Common mistake: Saying “the system picks the code,” which sounds like compliance risk.
Q: How do you ensure HIPAA compliance in your day-to-day work, especially in remote coding?
Why they ask it: They’re testing whether you understand privacy/security expectations in US healthcare operations.
Answer framework: Risk controls (environment, access, communication, minimum necessary).
Example answer: “I follow minimum necessary access and only open records I’m assigned. For remote work, I use a private workspace, lock my screen, and avoid printing PHI unless policy requires it. I never discuss patient details in unsecured channels, and I’m careful with screenshots or copying text into messages. If I suspect a privacy issue, I report it through the proper internal process immediately.”
Common mistake: Treating HIPAA like a one-time training instead of daily habits.
Q: What’s your experience with audits (internal QA, payer audits), and how do you respond to audit findings?
Why they ask it: They want someone coachable who won’t get defensive—and who can reduce repeat errors.
Answer framework: Own–analyze–adjust (accept finding, understand root cause, change behavior).
Example answer: “I’ve had internal QA reviews where a few charts were flagged for insufficient documentation to support a modifier. I reviewed each finding, compared it to the guideline/policy, and identified the pattern—where I was being too permissive. I adjusted my personal checklist and asked for clarification on one edge case so I could apply it consistently. The next QA cycle showed improvement, which is what matters.”
Common mistake: Arguing every finding instead of learning from patterns.
Q: If you suspect documentation doesn’t support the billed service, what do you do—especially when there’s pressure to ‘just code it’?
Why they ask it: They’re testing ethics and compliance backbone (OIG risk, fraud/waste/abuse exposure).
Answer framework: Compliance escalation path (clarify → query → policy → escalate).
Example answer: “I don’t code services that aren’t supported. First I re-check the note for supporting details—sometimes it’s there but buried. If it’s genuinely missing, I send a compliant query.

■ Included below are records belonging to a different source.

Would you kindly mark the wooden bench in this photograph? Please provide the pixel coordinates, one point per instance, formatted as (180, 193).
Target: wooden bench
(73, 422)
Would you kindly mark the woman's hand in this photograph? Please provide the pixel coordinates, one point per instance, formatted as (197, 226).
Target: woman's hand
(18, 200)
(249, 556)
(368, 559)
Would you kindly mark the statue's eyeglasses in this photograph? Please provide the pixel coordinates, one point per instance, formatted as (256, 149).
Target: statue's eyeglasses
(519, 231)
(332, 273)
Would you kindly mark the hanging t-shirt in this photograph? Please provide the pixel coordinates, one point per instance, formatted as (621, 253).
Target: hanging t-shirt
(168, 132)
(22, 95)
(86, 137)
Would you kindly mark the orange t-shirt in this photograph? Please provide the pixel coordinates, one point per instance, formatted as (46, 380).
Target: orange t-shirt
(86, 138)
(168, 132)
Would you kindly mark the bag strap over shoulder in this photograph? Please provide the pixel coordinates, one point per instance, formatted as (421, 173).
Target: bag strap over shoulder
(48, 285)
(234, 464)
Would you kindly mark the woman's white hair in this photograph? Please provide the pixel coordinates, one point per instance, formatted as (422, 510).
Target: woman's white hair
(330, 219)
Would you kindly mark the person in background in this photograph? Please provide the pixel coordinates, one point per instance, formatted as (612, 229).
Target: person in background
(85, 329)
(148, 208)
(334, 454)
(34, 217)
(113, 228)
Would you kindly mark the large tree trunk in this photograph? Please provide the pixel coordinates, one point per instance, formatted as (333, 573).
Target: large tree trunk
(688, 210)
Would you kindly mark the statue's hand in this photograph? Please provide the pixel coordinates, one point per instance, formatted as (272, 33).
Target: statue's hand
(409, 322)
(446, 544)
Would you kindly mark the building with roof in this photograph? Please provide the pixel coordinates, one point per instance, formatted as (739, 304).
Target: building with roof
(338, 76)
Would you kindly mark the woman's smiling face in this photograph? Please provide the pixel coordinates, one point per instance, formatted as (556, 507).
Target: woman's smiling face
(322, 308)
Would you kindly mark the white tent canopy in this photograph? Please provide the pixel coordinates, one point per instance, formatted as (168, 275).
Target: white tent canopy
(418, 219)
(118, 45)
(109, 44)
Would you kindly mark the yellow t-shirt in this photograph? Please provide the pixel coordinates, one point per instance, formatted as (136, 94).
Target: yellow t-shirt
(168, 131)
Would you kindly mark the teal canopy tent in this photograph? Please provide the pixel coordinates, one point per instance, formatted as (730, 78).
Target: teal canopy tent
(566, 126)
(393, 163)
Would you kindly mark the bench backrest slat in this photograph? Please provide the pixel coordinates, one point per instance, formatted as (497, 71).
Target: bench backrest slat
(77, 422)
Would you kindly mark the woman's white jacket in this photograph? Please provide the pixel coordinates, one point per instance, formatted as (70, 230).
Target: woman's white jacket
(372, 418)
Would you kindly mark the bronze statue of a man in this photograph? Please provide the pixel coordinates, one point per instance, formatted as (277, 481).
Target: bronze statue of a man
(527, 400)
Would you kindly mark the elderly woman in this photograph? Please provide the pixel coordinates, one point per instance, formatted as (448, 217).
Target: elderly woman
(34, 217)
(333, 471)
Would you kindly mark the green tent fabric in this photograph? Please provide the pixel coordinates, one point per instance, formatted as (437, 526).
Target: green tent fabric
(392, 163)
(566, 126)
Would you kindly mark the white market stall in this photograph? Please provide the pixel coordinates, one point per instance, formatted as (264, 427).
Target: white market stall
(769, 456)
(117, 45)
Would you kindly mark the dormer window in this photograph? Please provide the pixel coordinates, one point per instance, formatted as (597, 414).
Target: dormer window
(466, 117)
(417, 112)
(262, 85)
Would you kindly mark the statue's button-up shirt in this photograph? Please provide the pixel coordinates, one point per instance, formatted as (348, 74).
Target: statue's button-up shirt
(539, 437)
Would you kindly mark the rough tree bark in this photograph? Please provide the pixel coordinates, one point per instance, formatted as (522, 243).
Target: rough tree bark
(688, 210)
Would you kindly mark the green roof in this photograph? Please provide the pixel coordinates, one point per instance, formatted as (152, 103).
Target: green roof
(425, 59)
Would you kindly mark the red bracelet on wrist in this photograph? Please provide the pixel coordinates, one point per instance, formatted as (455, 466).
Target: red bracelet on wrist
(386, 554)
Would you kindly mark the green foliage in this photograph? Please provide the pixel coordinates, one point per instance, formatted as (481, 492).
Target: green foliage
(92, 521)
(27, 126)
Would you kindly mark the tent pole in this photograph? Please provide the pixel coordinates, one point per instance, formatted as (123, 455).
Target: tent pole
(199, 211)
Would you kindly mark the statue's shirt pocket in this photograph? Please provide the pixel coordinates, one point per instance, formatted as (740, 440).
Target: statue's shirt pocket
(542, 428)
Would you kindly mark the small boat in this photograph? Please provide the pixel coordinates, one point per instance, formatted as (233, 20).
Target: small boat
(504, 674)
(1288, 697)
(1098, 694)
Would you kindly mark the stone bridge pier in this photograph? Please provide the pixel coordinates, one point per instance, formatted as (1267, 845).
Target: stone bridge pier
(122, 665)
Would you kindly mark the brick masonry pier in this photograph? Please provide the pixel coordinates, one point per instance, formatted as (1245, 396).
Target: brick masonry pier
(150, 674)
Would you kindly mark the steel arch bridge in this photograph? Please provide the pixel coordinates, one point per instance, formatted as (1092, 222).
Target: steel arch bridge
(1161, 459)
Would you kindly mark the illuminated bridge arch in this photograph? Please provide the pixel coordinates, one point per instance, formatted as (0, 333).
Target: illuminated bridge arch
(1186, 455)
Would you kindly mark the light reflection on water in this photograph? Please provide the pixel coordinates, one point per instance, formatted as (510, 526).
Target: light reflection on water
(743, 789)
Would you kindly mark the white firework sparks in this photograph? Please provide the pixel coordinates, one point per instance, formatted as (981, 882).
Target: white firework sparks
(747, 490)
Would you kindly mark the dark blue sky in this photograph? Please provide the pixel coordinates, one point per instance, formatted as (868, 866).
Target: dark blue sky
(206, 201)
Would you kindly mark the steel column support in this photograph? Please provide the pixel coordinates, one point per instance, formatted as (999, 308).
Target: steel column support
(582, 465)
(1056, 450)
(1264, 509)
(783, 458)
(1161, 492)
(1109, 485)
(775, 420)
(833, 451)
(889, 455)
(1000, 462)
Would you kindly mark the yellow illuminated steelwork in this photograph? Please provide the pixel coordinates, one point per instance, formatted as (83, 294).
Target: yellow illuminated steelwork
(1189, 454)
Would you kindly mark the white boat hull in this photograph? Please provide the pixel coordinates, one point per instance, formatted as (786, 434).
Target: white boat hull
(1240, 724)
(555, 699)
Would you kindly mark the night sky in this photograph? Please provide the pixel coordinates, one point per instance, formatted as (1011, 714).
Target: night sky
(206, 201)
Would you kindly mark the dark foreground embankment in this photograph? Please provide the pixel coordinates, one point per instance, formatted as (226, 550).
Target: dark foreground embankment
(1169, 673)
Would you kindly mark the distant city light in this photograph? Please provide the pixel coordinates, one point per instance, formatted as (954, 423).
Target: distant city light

If there’s pressure to bill anyway, I refer to policy and escalate to the coding lead or compliance contact, because that’s a risk to the organization and to me professionally.”
Common mistake: Saying you’d “do what your manager wants” without mentioning compliance.
Q: What certifications do you hold (AAPC/AHIMA), and how do you apply that knowledge on the job?
Why they ask it: They’re testing whether your Certified Professional Coder / CPC knowledge shows up in real decisions.
Answer framework: Credential → application → proof (what you hold, how it guides decisions, an example).
Example answer: “I’m a CPC, and I use that foundation daily—especially around CPT guidelines, modifier logic, and compliant documentation requirements. For example, I’m careful with modifier 25 and 59/X modifiers because they’re common audit targets. The certification gave me the rule set; the job taught me how to apply it consistently under real-world documentation constraints.”
Common mistake: Listing credentials like trophies without connecting them to coding judgment.